Gleichzeitig ist es zu früh, Menschen zunächst für grausam zu erklären, da die Reaktion weitgehend davon abhängt, was um sie herum passiert. In seinem Buch Fraser Ward analysiert die Performance „Rhythm 0“ und stellt mehrere Theorien darüber auf, wie das Publikum die Performance und Marina Abramovic selbst wahrnehmen könnte.
Dissonanz und der Versuch, eine Reaktion hervorzurufen
Ward argumentiert, als Abramovich den Menschen das Recht gab, ihren Körper zu kontrollieren und sich selbst als „Objekt“ bezeichnete, habe sie gewissermaßen ihre eigene Identität aufgegeben und die Position des Homo sacer eingenommen. Dieses Konzept wurde in verwendet antikes Rom um sich auf eine Person zu beziehen, die außerhalb des Gesetzes war und von jedem getötet werden konnte.
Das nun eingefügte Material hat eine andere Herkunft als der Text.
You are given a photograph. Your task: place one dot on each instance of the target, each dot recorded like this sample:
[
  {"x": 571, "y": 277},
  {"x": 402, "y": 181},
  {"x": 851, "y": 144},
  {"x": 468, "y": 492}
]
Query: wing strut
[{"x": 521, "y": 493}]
Während der Aufführung erklärte Marina, dass ihr Körper, wenn nicht öffentlich, so doch zumindest nicht persönlich, die Grenze zwischen ihnen zerstörte öffentlich und privat, was bei den Menschen zu Dissonanzen und dem starken Wunsch führte, die Grenzen wiederherzustellen – sie in Bewegung zu setzen, zu zeigen ich selbst. Werde wieder eine Person, kein Objekt.
Darüber hinaus könnte völlige Passivität als Reaktion auf jede Handlung als Aggression empfunden werden. Dies könnte das Publikum enttäuschen und frustrieren und den Wunsch wecken, zumindest eine Reaktion hervorzurufen.
Leistungseinstellung
Fraser Ward schreibtdass der Schauplatz der Aufführung Menschen dazu veranlasste, Schmerzen zuzufügen.
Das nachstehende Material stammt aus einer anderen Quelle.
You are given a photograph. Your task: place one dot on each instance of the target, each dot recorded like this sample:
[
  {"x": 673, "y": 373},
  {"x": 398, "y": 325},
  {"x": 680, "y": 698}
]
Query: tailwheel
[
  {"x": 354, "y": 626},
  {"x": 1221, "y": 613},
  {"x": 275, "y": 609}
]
Auf dem Tisch lagen viele gefährliche Gegenstände, wie Rasierklingen, Messer, Hammer. Und wenn diese Dinge in einer normalen Situation für alltägliche Aufgaben verwendet werden könnten, dann wurde während der Aufführung davon ausgegangen, dass sie irgendwie in Bezug auf das „Objekt“ – also auf Marina – angewendet werden sollten.
Ganz zu schweigen von der Tatsache, dass sich unter den Dingen eine Pistole mit Patrone befand, und es fällt ihm schwer, sich einen anderen Verwendungszweck als Gewalt auszudenken.
Darüber hinaus hingen an den Wänden des Saals Fotos von Marinas vergangenen Auftritten, die als Aufforderung zum Handeln verstanden werden konnten.
Mangel an Verantwortung
Zunächst einmal erklärte Marina Abramovic selbst, dass sie die volle Verantwortung für das, was während des Auftritts passiert, übernehme. Sie ließ die Leute tun und lassen, was sie wollten.
Darüber hinaus agierten die Teilnehmer der Aufführung als Gruppe. Dies entlastete nicht nur jeden von der Eigenverantwortung für sein Verhalten, sondern ermöglichte es auch, Unterstützung von der Gesellschaft zu erhalten und sein Handeln zu fördern.
Bedeutet das, dass alle Menschen von Natur aus grausam sind?
In ihrem Interview, Marina Abramovic genanntdass, wenn man Menschen die Freiheit gibt, zu tun und zu lassen, was sie wollen, sie verrückt genug sein können, um zu töten.
Gleichzeitig begingen nicht alle Teilnehmer von Rhythm 0 Gewalttaten. Einige wischten Marinas Tränen weg und versuchten einzugreifen, als sie Aggression gegenüber ihr zeigten. Laut McEvilley kam es im Publikum zu einer Schlägerei, als der Frau eine geladene Waffe an den Kopf gehalten wurde.
Somit sagt die Leistung trotz der Faktoren wenig über die menschliche Natur im Allgemeinen aus förderlich für die Manifestation von Grausamkeit, nicht alle Teilnehmer folterten das wehrlose „Objekt“, und jemand versuchte es sogar Beschütze ihn.
Ja, Menge in der Lage, etwas zu schaffen, das jeder seiner Teilnehmer, mit sich allein gelassen, bereuen wird. Aber nicht jeder wird schlecht handeln, selbst unter Umständen, die es begünstigen.